= William L. Monson =

American television executive (died 2020)

William L. Monson was an American businessman.

== Biography ==
Monson started Clearview TV Cable in 1963. He was a true pioneer in the cable TV industry and began at the early age of 18. He built multiple successful TV systems in the 1960s and 1970s. He founded Good News Media Centers to “give back” to the Christian community. He sold Clearview in the early 1980s to Group Westinghouse (which is now known as Comcast). He founded Clearview International with global headquarters in Honolulu, HI. Monson built the cable system on Hickam Air Force Base in Hawaii. He was the first civilian contractor to build a cable system on any US military base. He developed the first portable transport satellite system that was utilized in Australia, New Zealand and Thailand. Working with MCOT (Ministry of Telecommunication in Thailand), he started the first American TV system in Thailand.

In the 1980s, Monson was involved in the establishment of Video Link, a Thai cable television joint-venture between Clearview and Thaksin Shinawatra's Shinawatra Computer and Communications (today known as Shin Corporation) and International Broadcasting Company (IBC, today known as "United Broadcasting Corporation").

Monson who was a foreigner, needed local representation to launch cable television in Thailand. Shinawatra was a police officer whom befriended Monson and they then entered into a business deal creating what is now known as IBC.

Trust was broken between Shinawatra and Monson. Shinawatra took over the company and ousted Monson of all profit. Monson was accused by Shinawatra of stealing cable supplies when in fact Monson has shipped all the equipment from the United States. Monson won the case in the Thai Supreme court and charges against Monson were dropped.

Monson engaged in a series of controversial court cases against Thaksin, who by that time had become "Prime Minister of Thailand", during the height of the "2005–06 Thai political crisis".

The case was lost due to statute of limitations.

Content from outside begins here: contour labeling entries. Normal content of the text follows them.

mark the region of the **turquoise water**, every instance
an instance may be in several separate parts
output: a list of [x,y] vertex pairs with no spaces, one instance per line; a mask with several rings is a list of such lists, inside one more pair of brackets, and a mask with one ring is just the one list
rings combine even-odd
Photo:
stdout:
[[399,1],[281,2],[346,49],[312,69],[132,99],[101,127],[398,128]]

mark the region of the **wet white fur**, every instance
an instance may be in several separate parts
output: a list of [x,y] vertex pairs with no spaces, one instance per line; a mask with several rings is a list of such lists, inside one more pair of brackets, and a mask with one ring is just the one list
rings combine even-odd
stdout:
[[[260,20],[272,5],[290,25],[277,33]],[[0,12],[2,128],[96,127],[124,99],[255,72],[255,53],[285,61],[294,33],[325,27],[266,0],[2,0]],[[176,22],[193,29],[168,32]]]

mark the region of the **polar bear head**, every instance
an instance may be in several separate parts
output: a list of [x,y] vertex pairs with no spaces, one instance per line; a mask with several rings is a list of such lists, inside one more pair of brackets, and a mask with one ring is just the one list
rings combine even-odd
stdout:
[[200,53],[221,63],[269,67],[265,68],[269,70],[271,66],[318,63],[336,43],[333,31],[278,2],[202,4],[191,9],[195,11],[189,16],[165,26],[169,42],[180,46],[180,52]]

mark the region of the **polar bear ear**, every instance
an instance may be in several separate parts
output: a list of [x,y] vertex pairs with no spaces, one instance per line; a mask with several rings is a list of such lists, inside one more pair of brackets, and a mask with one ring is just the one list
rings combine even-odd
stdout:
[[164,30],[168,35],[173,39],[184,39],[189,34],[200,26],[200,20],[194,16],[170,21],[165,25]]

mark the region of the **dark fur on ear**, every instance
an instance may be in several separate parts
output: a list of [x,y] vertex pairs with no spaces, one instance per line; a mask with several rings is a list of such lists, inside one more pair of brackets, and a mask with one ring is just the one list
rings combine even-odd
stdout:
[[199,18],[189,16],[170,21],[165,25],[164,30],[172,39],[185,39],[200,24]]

==Files breach of contract charges==
In 1995, he and four other plaintiffs filed breach of contract charges against Thaksin and 16 other defendants, the plaintiffs demanding 4.13 billion baht in compensation. In 2002, a court threw out the breach of contract charges after finding that the contract between Monson and Thaksin had never taken effect. The court ruled that the contract between Monson and CTVC of Hawaii (USA), on one side, and Thaksin, his wife, and Shinawatra Computer, on the other side, to set up Video Link Co Ltd was void from the beginning; Monson's resignation from Video Link's board of directors voided the contract. The court ordered Monson and the plaintiffs to pay nearly 2 million baht in lawyers' fees for the defendants.

==Files perjury charges==
Monson also filed a lawsuit claiming that Thaksin lied to a civil court during a trial on July 22, 1996, and demanded 6 billion baht in compensation. In September 2006, the court ruled that Monson had failed to bring Thaksin to court within the statute of limitations after filing the lawsuit. Monson defended his case by noting that "We never got to argue or look at the facts of the case. We lost this round based on a legal technicality." A second charge of perjury against Thaksin was also dismissed. Both cases are on appeal. Monson has won a civil case over ownership of equipment in two lower courts and are awaiting a Supreme Court decision following resolution of the criminal charges against Thaksin et al.

In addition Monson has filed a complaint with the Special Investigator looking into contracts involving MCOT and IBC.

==Bank of Thailand conflict==
In February 2007, Thaksin's wife requested that the Bank of Thailand allow her to transfer 400 million baht to the United Kingdom so that she could purchase a house. The central bank originally had no objection to the transfer, until Monson sent a letter to the central bank Governor. He claimed that the money transfer would jeopardise his legal cases against Thaksin, and threatened to hold the bank responsible for any damages he might incur. The Bank of Thailand then agreed to not permit the transfer.

==Personal life==
William Lyle Monson was born January 5, 1943, in St. Paul, Minnesota. Monson graduated high school in Renton, Washington, and attended Washington State University. Monson was married twice and has eight children and 15 grandchildren.
William L. Monson died November 24, 2020.